Adding flame to the game

When I was girl, our family home had a wood-burning fireplace in the combined living room and dining room but I never remember seeing a fire in it. The surround featured some kind of sparkly white brick or stone, with white birch logs stacked neatly on the grate, and my guess is that allowing any kind if soot near all that pristine surface was not in my mother’s game plan. It was the go-to backdrop for family photos, though:

Baby Kelley, left; “It’s showtime!” Kelley, centre; Kelley with her big brother David.

The house of my teenage years, a 1970s’ suburban two storey, did have a wood-burning fireplace in the main-floor family room but eventually my father replaced it with a gas insert: they were more likely to turn on the fireplace while watching TV in the winter if it didn’t involved stacking logs and cleaning out ash the next morning.

In my early career years, I lived for a few months in one apartment built in the 1920s and it had a charming little electric fireplace where a fan moved around a disc that created flame-like flickers. My second house I owned had a real fireplace — one where you could burn wood — although it was shallow and did better with the pre-fab three-hour fireplace logs where the paper wrapper serves as the kindling material.

On the “must have” list when we were house-hunting in 2019 was a fireplace, the ultimate cozy comfort on a dark and cold winter’s night. The place we bought didn’t have one, so that item moved to the “nice to have” / “oh well, maybe next time” column in the eternal house evaluation grid.

When we originally set out a redesign of our main floor, and the living room was set to be in what we now call the “problem child room”, we thought maybe we could find a way to fit in a fireplace there. We started looking at electric options so we could consider putting a fireplace on any wall, and the ones we saw in showrooms had zero charm, compared with that little old model from my 1920s’ apartment, all those many years ago.

Was there way to make a gas fireplace, which looked much more, well, fireplace-y, work? Kevin Adams from TriCounty Brick in Stratford, a go-to shop for fireplaces here, did a site visit and suggested building a 45-degree angled wall in one corner of the room. The fireplace could vent out the wall into our courtyard and all would be well with the world.

One annoying trait of gas fireplaces — at least for those of us who want them to mimic wood-burning fireplaces as much as possible — is that they’ve been built to be efficient heat sources. That means they have temperature sensors and, when the room has heated to a certain point, the fireplace shuts off. Now, I want that quality in a furnace. But I want to see flames all evening when the wind is howling and the fire is what reminds you there are better days ahead. Naively, I asked: is there a way to keep the gas fireplace flames running without throwing heat? (The answer is no.)
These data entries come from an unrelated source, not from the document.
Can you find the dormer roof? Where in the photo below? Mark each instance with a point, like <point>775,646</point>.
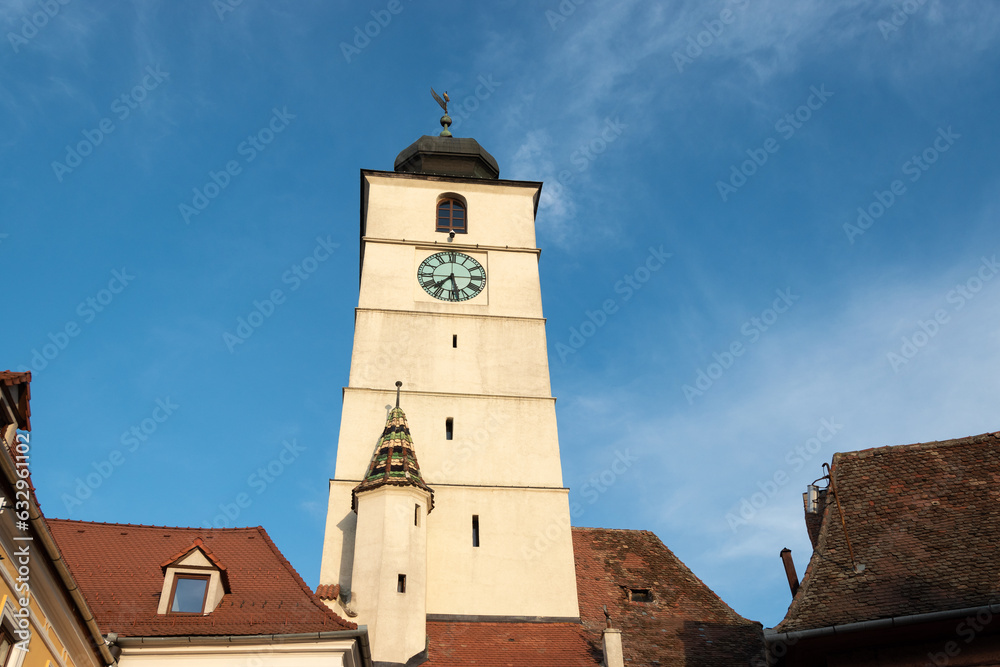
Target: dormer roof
<point>184,555</point>
<point>394,461</point>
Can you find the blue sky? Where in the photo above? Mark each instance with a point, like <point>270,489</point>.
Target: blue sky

Our solution was to buy a less-powerful unit that won’t throw as much heat but might have a chance of staying on for longer than five minutes at a time.

When we did more rearranging of room uses, Kevin returned to see if we could put the fireplace, which we’d already ordered, in the new living room location. The answer, thankfully, was yes.

It’s now installed and we’ll see, once everything else is moved back in, if we’ll leave the surround as simple as it is now or if it needs a bit more dressing up. I’ll also be on the hunt in the spring for a tall-growing shade-loving shrub that eventually will camouflage the fireplace’s mechanical exhaust box now protruding from the house’s north wall.

A gas fireplace will never replace the full sensory experience of a wood-burning fire, with its smoky smell and crackling sounds. But I will still breathe a happy exhale, curled up on the nearby couch with a book in hand, once we can put our feet up by the fire after we’ve stopped travelling down Renovation Road.